Are we ready to build new schools, connect our water supply to NYC pipes, invest in urban sewage and wastewater management and widen our streets — all extremely expensive projects? I hear people complaining about high taxes, but suddenly we want to pay even more just to get new restaurants in town. Are we really ready to sacrifice the quality of suburban life, including award-winning schools, for the sake of a shopping spree not farther away than a five-minute drive? Or are these developers and commercial property owners who push for it?

Saying this, I agree that Great Neck needs transformation, a push to move forward, to attract youth, to shine. But I disagree that shine comes from restaurants or shopping malls.

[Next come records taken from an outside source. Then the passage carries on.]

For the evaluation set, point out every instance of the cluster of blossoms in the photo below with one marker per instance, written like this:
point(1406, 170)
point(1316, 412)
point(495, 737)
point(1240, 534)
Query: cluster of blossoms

We need to think about how to make the town more attractive for youth, how to make it more affordable, how to ease traffic jams, and how to bring more foot traffic to the businesses. The answer to all these questions is in making the town more bike-friendly with protected bike lanes. More and more bikers park at the train station and many school children bike, too. Families could bike to ice cream shops and to the playgrounds. But only if they feel safe on the streets. Protected bike lanes would be an excellent solution for the peninsula one can cross on a bike in 20 minutes.

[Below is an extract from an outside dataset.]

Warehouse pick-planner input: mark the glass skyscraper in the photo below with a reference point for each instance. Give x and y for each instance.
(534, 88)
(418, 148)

We need to think about how to bring businesses that are needed to the diverse town population and are not limited to shops and restaurants that are suffering from online competition and from the local segmented food market. Our town is very much education and family-centered. We need child care, both daycare and after-school center. Parents drive kids to Little Neck and Roslyn for after-school and enrichment. We maybe need more sports clubs and entertainment, and I think the STEM center would be great. (If nothing works, I’m happier with status quo than with a ruined town. Great Neck is desirable and homestead values are up thanks to the No. 1 school district.)

Most of all we don’t need nine villages with nine town halls, nine mayors, nine sets of trustees, nine village clerks, nine building inspectors, nine secretaries, and nine tax entities. Especially not if all nine of them start building apartment houses.